To address the high memory overhead and poor multi-adapter compatibility of Expert-Specialized Fine-Tuning (ESFT) adapters in large-scale deployment, this paper proposes an efficient Mixture-of-Experts (MoE) serving framework. It concurrently executes multiple LoRA-style ESFT adapters atop a shared base model, employs a virtual-memory-assisted expert weight manager to enable fragmentation-free expert co-location, and introduces a fused rerouting kernel for lightweight dynamic routing. The framework achieves low-latency concurrent serving of 20 × 16B MoE adapters on a single accelerator, improving KV cache capacity by 94× and throughput by 18% over baseline, with only 4–11% additional latency. Its core contribution is the first integration of virtual memory management with batched fused kernels for ESFT serving—significantly enhancing resource utilization and scalability.

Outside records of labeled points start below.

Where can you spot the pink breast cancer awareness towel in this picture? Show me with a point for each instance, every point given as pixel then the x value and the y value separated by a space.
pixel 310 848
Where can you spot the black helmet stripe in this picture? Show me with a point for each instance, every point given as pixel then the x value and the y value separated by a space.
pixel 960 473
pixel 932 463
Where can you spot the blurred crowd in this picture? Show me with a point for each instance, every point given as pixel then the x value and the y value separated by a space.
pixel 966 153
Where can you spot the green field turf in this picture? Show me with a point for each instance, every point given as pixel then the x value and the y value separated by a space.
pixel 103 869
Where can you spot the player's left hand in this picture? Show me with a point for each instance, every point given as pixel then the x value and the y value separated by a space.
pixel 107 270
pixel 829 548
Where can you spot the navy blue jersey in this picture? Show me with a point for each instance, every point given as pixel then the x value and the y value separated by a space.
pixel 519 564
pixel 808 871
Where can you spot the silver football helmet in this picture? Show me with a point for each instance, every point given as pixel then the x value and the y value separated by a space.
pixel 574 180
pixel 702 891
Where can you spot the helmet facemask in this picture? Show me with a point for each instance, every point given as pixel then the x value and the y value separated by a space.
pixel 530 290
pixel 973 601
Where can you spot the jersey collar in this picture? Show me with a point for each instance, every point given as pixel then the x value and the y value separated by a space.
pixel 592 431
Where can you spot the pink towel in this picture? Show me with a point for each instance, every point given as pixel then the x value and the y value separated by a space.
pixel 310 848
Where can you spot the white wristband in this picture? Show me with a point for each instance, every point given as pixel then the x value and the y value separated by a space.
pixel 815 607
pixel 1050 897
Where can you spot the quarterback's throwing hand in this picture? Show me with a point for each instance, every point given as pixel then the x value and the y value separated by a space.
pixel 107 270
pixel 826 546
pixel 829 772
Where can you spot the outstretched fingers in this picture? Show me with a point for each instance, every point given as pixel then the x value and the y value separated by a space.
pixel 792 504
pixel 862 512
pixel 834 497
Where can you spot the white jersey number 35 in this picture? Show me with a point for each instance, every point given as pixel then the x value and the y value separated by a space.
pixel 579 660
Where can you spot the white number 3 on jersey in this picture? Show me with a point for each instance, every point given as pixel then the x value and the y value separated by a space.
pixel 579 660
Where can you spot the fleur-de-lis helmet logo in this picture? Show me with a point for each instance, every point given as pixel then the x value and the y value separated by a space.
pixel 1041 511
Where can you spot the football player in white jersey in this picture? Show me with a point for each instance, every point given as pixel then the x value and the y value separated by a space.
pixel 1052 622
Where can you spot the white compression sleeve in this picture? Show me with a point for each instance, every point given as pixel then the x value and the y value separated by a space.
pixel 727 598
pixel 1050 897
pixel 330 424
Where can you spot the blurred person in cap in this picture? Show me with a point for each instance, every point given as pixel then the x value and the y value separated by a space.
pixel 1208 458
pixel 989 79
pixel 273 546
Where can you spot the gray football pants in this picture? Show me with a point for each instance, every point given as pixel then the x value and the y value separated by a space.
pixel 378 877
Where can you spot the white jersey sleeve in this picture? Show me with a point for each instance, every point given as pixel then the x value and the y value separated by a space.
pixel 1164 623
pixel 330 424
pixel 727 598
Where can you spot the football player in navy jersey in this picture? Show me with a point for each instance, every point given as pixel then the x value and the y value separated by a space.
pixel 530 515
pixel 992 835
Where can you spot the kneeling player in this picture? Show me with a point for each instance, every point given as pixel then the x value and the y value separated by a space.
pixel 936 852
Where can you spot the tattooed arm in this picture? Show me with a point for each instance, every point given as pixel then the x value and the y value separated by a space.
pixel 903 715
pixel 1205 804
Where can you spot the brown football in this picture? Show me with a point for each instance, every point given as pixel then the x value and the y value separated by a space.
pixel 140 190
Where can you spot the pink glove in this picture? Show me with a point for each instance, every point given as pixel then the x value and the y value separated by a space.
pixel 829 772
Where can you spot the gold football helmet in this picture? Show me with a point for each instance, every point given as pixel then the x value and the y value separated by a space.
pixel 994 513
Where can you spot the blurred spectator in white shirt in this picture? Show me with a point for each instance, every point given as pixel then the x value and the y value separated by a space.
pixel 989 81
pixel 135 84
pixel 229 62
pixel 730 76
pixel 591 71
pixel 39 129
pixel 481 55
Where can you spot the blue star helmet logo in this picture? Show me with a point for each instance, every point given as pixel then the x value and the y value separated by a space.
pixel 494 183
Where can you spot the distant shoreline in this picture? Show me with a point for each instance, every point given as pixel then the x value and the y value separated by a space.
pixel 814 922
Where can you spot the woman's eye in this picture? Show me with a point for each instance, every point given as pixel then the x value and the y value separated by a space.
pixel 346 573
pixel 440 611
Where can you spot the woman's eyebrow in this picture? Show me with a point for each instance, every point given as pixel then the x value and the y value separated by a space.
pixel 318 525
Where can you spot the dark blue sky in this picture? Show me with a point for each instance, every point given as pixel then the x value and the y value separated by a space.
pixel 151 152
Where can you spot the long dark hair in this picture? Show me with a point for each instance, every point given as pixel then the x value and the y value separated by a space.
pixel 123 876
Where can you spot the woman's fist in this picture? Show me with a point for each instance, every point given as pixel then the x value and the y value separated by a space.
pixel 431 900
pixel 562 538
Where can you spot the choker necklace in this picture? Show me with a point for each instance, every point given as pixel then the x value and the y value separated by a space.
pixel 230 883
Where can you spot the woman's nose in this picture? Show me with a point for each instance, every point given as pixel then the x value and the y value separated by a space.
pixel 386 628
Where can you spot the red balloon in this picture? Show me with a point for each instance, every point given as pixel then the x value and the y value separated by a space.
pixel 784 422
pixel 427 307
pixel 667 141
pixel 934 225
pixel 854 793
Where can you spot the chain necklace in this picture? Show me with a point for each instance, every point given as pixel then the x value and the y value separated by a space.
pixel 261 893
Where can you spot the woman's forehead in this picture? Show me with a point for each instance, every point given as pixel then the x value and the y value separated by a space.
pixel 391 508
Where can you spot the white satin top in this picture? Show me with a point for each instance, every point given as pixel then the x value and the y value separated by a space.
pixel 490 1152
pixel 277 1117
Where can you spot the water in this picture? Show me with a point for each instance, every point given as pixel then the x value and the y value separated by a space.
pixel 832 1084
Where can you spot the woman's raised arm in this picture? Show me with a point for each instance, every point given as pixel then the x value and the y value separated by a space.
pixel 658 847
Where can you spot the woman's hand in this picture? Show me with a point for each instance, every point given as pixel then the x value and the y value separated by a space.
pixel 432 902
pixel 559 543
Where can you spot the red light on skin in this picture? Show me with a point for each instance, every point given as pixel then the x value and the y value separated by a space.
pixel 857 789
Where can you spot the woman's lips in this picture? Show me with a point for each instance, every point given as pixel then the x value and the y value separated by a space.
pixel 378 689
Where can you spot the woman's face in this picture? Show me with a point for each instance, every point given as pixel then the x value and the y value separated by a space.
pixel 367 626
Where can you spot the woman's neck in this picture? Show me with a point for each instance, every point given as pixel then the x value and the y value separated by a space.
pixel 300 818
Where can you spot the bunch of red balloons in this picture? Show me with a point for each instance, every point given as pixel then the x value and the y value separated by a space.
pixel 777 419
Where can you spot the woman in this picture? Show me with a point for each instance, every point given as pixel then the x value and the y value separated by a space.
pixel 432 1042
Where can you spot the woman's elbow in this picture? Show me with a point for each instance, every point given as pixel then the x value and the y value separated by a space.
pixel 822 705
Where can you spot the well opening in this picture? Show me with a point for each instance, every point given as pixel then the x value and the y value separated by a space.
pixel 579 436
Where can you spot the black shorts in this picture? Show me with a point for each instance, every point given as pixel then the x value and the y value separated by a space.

Expert-Specialized Fine-Tuning (ESFT) adapts Mixture-of-Experts (MoE) large language models to enhance their task-specific performance by selectively tuning the top-activated experts for the task. Serving these fine-tuned models at scale is challenging: deploying merged models in isolation is prohibitively resource-hungry, while existing multi-adapter serving systems with LoRA-style additive updates are incompatible with ESFT's expert-oriented paradigm. We present ExpertWeave, a system that serves multiple ESFT adapters concurrently over a single shared MoE base model, drastically reducing the memory footprint and improving resource utilization. To seamlessly integrate into existing inference pipelines for MoE models with non-intrusive modifications and minimal latency overhead, ExpertWeave introduces a virtual-memory-assisted expert weight manager that co-locates base-model and adapter experts without incurring memory overhead from fragmentation, and a fused kernel for batched rerouting to enable lightweight redirection of tokens to the appropriate experts at runtime. Our evaluations show that ExpertWeave can simultaneously serve multiple adapters of a 16B MoE model on a single accelerator where the baseline runs out of memory, or provides up to 94x more KV cache capacity and achieves up to 18% higher throughput while using comparable resources, all without compromising model accuracy. ExpertWeave maintains low overhead even when scaling to 20 adapters, with a 4-11% latency increase compared with serving the base model alone. Source code will be released soon.